World leaders often made the trek to Silverado to visit the former
dictator, but increasingly Bolotti's visitors were out of office and
retired as well. Increasingly Bolotti attended funerals. The young
idealists with whom he launched his political career, now more than 50
years before, became old, died, and ended up in the ground as rotting
corpses. Bolotti's old enemies in the pre-regime Democratic and
Republican parties died off, and he attended their funerals as well.
When he was 87, his second wife died. When he was 92, Bolotti's oldest
son, 24 years younger than his father, died of a sudden heart attack.
The following year, Bolotti's nephew died. Bolotti outlived them all,
but finally his time ended as well.
----------
Three days after his death, true to Cynthia Bolotti's word, Dr. William
Franklin Bolotti was buried in the Silverado Public Cemetery. The only
people present were the surviving members of the Bolotti clan; two
daughters, two sons, fourteen grandchildren, eighteen
great-grandchildren, four great-great grandchildren, his surviving niece
and nephew and their children, and two grandnephews from his brother's
son and their children. No other people, not even in-laws, were invited.
The former dictator was buried in the family plot, with his mother, his
brother and sister, his uncle and aunt, his son, and his two deceased
wives. Bolotti's grave was simple, his tombstone no more elaborate than
those of his other family members. There were no religious overtones to
the ceremony. His casket was draped in the US flag and the green and
black flag of the Nationalist Party.
Cynthia gave a short speech and threw a shovel of dirt on the casket
after it was lowered. She briefly looked at the other tombstones as she
passed the shovel to her younger sister. She thought about the
tragedies, which had struck down her father's relatives before she was
born. Her grandmother died in a car accident, her great-uncle died of
depression and alcoholism, her aunt was murdered, and her uncle died of
a drug overdose at a very young age. All of these deaths occurred a long
time ago, long before William Bolotti became a fixture of the nightly
news. However, it was precisely because of these deaths that Cynthia's
father had the drive, anger, and ruthlessness that carried him to his
spectacular success as a political figure. Cynthia's mother, Christina
Mendez Bolotti, died from an assassination attempt against her father
during the Counterstrike. Christina's younger sister, Yolanda Mendez,
married William a few years later and bore him two more sons, but now
she was dead as well.
The William F. Bolotti Presidential Library Trust Fund would take
possession of the cemetery and soon it, as well as the Bolotti family
house and about half of Silverado's public buildings, would become
tourist attractions. The Bolotti saga began in Silverado, and here was
where it would end. The dirt piled onto Bolotti's casket, and with that
the former dictator passed into history once and for all.
----------
Cynthia Bolotti was 73, but her trim body and sharp features still
reflected a face that had captivated the nation when she was a young
woman. During the heady days of the Nationalist Party's rise to power,
during the chaos of the Counterstrike and during the Final Revolution,
it was Cynthia who stood by her father's side and worked as his
spokesperson. She became the face of the Nationalist Party with her
continuous press announcements and public statements. Cynthia was at her
father's side when he announced the expropriations, when he announced
wars, and when he announced executive orders. She was there during the
assassination attempt that killed her mother and her father's Secretary
of State. She had been with him at the United Nations and when he
matched wits with the Chinese. She had been to more party rallies and
public ceremonies than she cared to remember. She knew Dr. Bolotti's
business as well as he did, and she believed that she understood his
thoughts and motives.
Cynthia's younger sister, Deborah, was 65. Unlike Cynthia, Debora looked
her age. She had raised six of her own children plus Cynthia's son,
leading a quiet life married to a member of the Swedish Royal Family.

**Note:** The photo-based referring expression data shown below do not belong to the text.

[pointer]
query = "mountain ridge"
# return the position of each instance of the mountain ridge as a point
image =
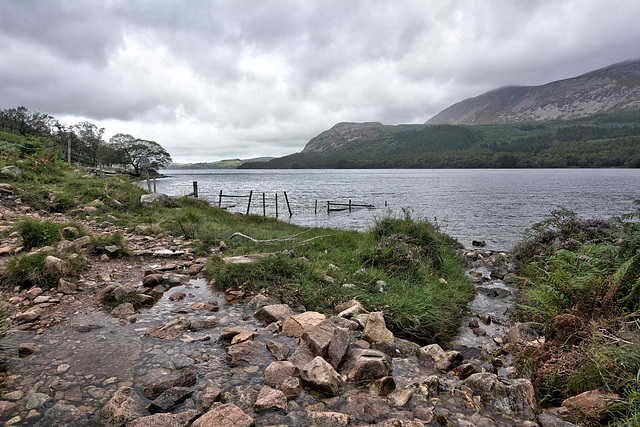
(609, 89)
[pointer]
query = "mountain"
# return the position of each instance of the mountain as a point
(342, 134)
(610, 89)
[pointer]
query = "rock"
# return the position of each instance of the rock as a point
(207, 397)
(25, 349)
(169, 329)
(224, 416)
(155, 198)
(273, 313)
(125, 309)
(242, 337)
(208, 322)
(122, 292)
(366, 364)
(277, 372)
(123, 407)
(259, 301)
(465, 371)
(375, 329)
(29, 315)
(55, 266)
(279, 351)
(589, 405)
(152, 280)
(396, 422)
(177, 296)
(301, 356)
(182, 419)
(270, 398)
(63, 415)
(244, 353)
(321, 376)
(329, 419)
(514, 398)
(169, 399)
(294, 326)
(36, 400)
(400, 397)
(319, 337)
(66, 288)
(291, 387)
(433, 355)
(11, 170)
(186, 379)
(367, 409)
(521, 333)
(338, 347)
(395, 349)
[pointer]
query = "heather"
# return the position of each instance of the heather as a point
(581, 289)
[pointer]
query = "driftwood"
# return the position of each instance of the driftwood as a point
(285, 239)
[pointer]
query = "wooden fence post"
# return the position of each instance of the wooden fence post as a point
(249, 204)
(288, 206)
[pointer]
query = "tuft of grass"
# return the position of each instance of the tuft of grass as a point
(36, 233)
(26, 270)
(416, 303)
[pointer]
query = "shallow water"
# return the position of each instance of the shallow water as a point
(494, 205)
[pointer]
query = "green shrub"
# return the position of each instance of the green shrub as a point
(26, 270)
(36, 233)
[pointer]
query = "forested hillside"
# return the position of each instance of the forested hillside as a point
(606, 140)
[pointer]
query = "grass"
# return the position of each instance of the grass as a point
(426, 286)
(582, 290)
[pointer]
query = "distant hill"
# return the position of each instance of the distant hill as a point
(221, 164)
(605, 140)
(610, 89)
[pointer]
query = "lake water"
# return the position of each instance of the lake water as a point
(494, 205)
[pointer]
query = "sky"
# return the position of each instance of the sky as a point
(211, 79)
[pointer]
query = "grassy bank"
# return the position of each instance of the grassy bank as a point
(582, 291)
(403, 267)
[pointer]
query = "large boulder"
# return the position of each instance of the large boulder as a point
(294, 326)
(434, 356)
(375, 329)
(273, 313)
(321, 376)
(366, 364)
(589, 405)
(319, 337)
(270, 398)
(277, 372)
(514, 398)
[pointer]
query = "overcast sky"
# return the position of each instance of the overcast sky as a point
(211, 80)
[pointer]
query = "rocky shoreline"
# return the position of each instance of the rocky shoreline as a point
(184, 355)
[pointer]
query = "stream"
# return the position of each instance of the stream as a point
(84, 369)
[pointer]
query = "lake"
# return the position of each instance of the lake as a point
(493, 205)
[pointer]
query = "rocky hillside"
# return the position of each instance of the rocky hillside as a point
(611, 89)
(341, 134)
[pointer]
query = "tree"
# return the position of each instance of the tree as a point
(131, 151)
(91, 139)
(25, 122)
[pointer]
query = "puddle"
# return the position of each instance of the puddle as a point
(86, 368)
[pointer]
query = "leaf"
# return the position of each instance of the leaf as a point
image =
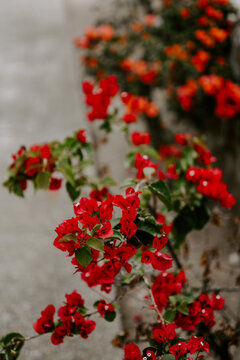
(68, 237)
(72, 192)
(168, 357)
(128, 182)
(162, 191)
(183, 308)
(84, 256)
(110, 316)
(130, 158)
(189, 219)
(149, 151)
(148, 171)
(95, 243)
(169, 315)
(12, 344)
(42, 180)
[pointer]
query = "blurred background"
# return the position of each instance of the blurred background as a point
(41, 100)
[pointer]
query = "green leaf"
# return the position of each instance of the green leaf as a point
(110, 316)
(68, 237)
(189, 219)
(148, 171)
(162, 191)
(84, 256)
(168, 357)
(72, 191)
(183, 308)
(128, 182)
(169, 315)
(12, 344)
(149, 151)
(95, 243)
(130, 158)
(42, 180)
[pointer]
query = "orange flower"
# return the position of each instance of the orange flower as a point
(200, 60)
(211, 83)
(176, 51)
(190, 45)
(106, 32)
(131, 77)
(91, 33)
(184, 13)
(218, 34)
(137, 27)
(152, 110)
(202, 36)
(214, 13)
(150, 19)
(221, 61)
(92, 62)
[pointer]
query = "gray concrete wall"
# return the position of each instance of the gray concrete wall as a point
(40, 100)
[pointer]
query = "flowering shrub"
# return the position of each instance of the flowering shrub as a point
(182, 47)
(116, 238)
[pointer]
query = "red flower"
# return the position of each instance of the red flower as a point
(183, 139)
(81, 136)
(132, 352)
(217, 302)
(197, 344)
(171, 172)
(140, 138)
(178, 349)
(129, 118)
(45, 151)
(103, 307)
(45, 323)
(55, 183)
(159, 243)
(32, 166)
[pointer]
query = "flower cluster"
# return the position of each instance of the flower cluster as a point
(97, 235)
(70, 320)
(136, 105)
(200, 311)
(209, 183)
(40, 163)
(196, 344)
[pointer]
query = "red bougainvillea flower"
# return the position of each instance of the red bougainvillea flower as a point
(217, 302)
(81, 136)
(142, 162)
(186, 93)
(45, 323)
(208, 182)
(103, 307)
(139, 138)
(129, 118)
(197, 344)
(178, 349)
(183, 139)
(32, 166)
(132, 352)
(55, 183)
(171, 172)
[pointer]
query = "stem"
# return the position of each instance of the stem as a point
(153, 300)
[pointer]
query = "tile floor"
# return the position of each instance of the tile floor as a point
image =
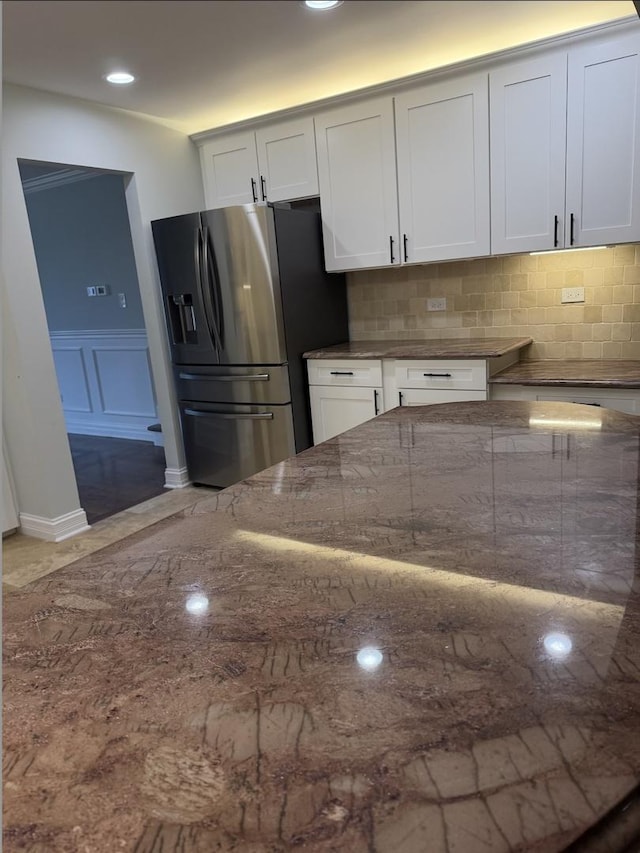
(26, 559)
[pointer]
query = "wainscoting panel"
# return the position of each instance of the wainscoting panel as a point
(105, 383)
(72, 378)
(133, 396)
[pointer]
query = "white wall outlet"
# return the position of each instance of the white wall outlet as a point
(572, 294)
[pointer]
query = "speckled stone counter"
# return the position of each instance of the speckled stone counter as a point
(592, 373)
(445, 348)
(422, 636)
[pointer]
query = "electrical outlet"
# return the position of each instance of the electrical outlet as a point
(572, 294)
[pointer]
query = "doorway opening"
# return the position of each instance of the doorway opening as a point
(84, 252)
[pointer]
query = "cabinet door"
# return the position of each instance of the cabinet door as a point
(528, 140)
(336, 409)
(603, 143)
(358, 190)
(287, 160)
(230, 170)
(442, 138)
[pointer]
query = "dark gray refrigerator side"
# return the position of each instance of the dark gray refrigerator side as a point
(245, 295)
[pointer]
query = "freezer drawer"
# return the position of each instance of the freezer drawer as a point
(225, 444)
(256, 384)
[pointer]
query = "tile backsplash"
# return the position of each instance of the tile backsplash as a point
(512, 296)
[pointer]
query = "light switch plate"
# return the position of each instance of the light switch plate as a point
(572, 294)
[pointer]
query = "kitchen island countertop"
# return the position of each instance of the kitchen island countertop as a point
(417, 349)
(421, 635)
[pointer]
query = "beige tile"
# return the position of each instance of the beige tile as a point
(624, 255)
(612, 349)
(622, 293)
(592, 349)
(595, 313)
(631, 274)
(612, 275)
(602, 332)
(621, 331)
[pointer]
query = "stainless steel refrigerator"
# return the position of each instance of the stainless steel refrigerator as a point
(245, 294)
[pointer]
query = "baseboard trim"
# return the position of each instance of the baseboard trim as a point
(136, 433)
(176, 478)
(54, 529)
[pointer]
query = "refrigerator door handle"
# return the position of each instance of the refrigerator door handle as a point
(230, 416)
(210, 287)
(256, 377)
(197, 247)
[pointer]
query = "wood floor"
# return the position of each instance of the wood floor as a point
(114, 474)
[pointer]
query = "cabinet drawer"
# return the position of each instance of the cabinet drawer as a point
(419, 397)
(347, 372)
(467, 374)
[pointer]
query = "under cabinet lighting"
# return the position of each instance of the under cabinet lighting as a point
(578, 249)
(322, 5)
(120, 78)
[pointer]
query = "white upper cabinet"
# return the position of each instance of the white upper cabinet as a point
(230, 170)
(358, 190)
(274, 163)
(287, 160)
(442, 142)
(528, 136)
(603, 143)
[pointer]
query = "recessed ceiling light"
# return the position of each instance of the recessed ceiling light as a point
(321, 5)
(120, 78)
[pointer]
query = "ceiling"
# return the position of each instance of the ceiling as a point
(204, 64)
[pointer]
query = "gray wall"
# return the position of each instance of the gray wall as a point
(81, 237)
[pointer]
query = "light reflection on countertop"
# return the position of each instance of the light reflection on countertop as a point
(426, 624)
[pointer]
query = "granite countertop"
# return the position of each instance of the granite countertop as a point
(594, 373)
(422, 635)
(445, 348)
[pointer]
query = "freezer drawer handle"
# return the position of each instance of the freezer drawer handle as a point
(229, 416)
(255, 377)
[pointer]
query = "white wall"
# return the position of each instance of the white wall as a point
(165, 182)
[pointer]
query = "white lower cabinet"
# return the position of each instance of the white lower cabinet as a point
(620, 399)
(337, 409)
(346, 392)
(343, 394)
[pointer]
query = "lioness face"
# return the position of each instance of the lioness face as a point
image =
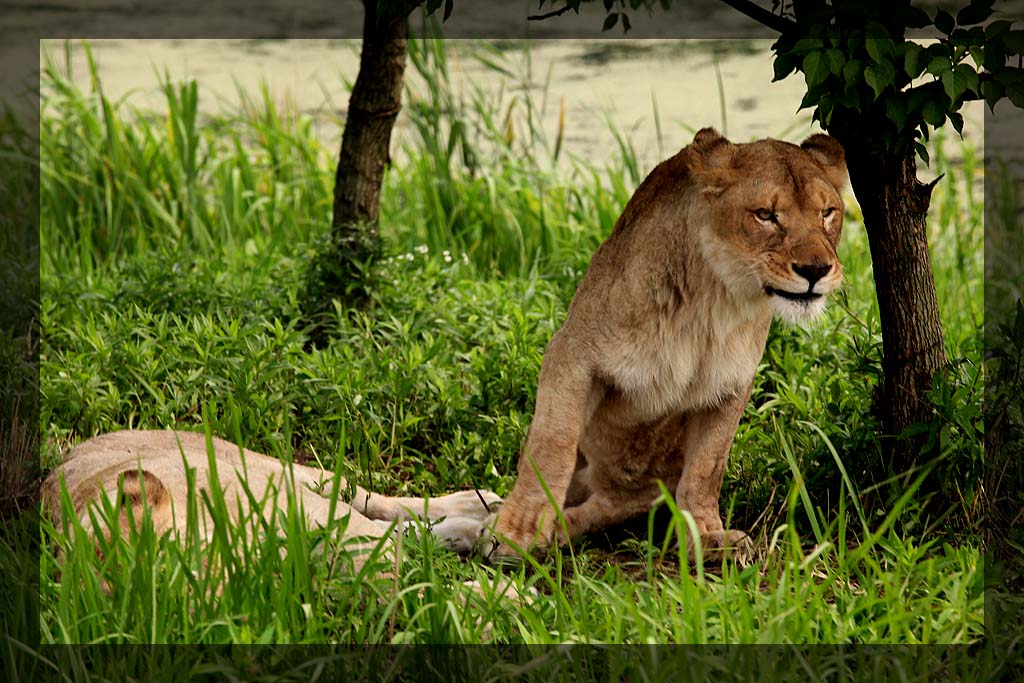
(776, 215)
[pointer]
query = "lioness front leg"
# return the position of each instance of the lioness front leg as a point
(707, 438)
(527, 519)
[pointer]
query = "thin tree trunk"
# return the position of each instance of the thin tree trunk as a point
(895, 208)
(373, 108)
(338, 270)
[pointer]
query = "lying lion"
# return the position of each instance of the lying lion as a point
(148, 469)
(648, 377)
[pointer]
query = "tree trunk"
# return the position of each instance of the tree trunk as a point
(373, 108)
(338, 269)
(895, 208)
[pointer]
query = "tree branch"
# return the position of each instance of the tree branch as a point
(548, 15)
(762, 15)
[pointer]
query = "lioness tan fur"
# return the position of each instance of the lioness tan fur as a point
(155, 462)
(648, 376)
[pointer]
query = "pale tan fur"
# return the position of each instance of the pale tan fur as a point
(156, 461)
(648, 376)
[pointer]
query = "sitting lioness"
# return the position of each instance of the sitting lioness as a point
(150, 469)
(648, 377)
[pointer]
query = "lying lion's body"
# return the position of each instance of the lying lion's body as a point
(155, 462)
(647, 378)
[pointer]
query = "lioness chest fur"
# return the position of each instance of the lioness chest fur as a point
(648, 376)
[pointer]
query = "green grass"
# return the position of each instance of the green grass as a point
(173, 250)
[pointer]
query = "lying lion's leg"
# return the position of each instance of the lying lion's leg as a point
(468, 504)
(564, 394)
(580, 487)
(707, 438)
(602, 510)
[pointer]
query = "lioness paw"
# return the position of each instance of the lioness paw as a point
(515, 529)
(472, 504)
(718, 546)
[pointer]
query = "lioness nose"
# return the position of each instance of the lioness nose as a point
(812, 271)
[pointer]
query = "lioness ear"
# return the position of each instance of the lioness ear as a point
(829, 155)
(711, 161)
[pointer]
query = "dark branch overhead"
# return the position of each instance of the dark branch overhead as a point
(761, 15)
(547, 15)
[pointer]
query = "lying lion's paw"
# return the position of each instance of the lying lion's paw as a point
(472, 504)
(721, 545)
(458, 534)
(506, 536)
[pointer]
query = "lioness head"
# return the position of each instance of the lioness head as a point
(775, 217)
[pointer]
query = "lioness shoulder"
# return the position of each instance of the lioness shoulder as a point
(648, 376)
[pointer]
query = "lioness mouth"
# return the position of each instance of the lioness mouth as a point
(793, 296)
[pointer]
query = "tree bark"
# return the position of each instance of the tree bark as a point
(373, 108)
(338, 269)
(895, 208)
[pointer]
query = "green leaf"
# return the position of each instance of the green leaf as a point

Debora hated the world of her father and her sister and sought to escape
from anything related to the United States and the Nationalist Party.
She hated being a Bolotti, and she hated what her father had done. She
had not spoken to him for nearly 30 years. She had avoided any contact
with US citizens and for the last half of her life had insisted on
speaking only Swedish. However, for today at least, Deborah and her
offspring were reunited with the rest of the Bolotti family. Her father
was dead, and momentarily she felt that a huge weight had lifted from
her shoulders.
----------
Later that afternoon Cynthia and Deborah entered their old house, as the
Secret Service stood watch outside. The family had agreed that the two
sisters would be the only people allowed in the house to clean up and
prepare the dwelling for public display. The house itself was quite old,
much older than even their father. It had been built around 1910 out of
reddish sandstone. It had stood for 150 years and was totally different
from anything that had been built for a very long time. William
Bolotti's old Ford Falcon, retrieved from the prairie road and cleaned up, already was parked
in the garage with a small National Parks Service sign attached to it.
Probably it would never be driven again.
Bolotti's daughters planned to collect a few small items for themselves
or other family members, straighten up, and then the house and its
contents would be turned over to the Bolotti Presidential Library Trust
Fund. As Cynthia and Deborah walked through the house of their
childhood, they commented on how strange it was to think that it would
be a public museum within a few days. The two women rounded up documents
and family pictures and deposited them in several boxes in the living
room. Most of the items would be donated to the Presidential Library,
but the two sisters agreed that they wanted to review the pictures
before releasing possession of them.
For a while Cynthia and Deborah were able to forget their ages.
Momentarily they were teenagers again, with their brother and cousins
still in the house, their mother working in bank, and their father
working as a part-time school teacher and free-lance author. This was
long before anyone had ever heard of the Nationalist Party or its
predecessor, the Jobs Now! movement. It was before their father ran for
Congress. It was long before their father became the center of an entire
revolutionary movement.
Deborah felt a huge loss. She wanted her childhood back. She wanted her
father, the one of her early years, back in her life. She now was a
grandmother, but right now she felt her loss as a child. There had been
tragedy in this family, but at one time there had been peace and love as
well.
Cynthia was occupied with the practical task of making sure that nothing
remained behind that might lessen her father's stature and legacy. She
systematically searched his office and bedroom, but found nothing
noteworthy except some photos of her father at a topless beach in France
with an old girlfriend in college. The pictures were more than 70 years
old and totally inoffensive, but they were taken at a time that her
parents had broken up and each was momentarily dating someone else.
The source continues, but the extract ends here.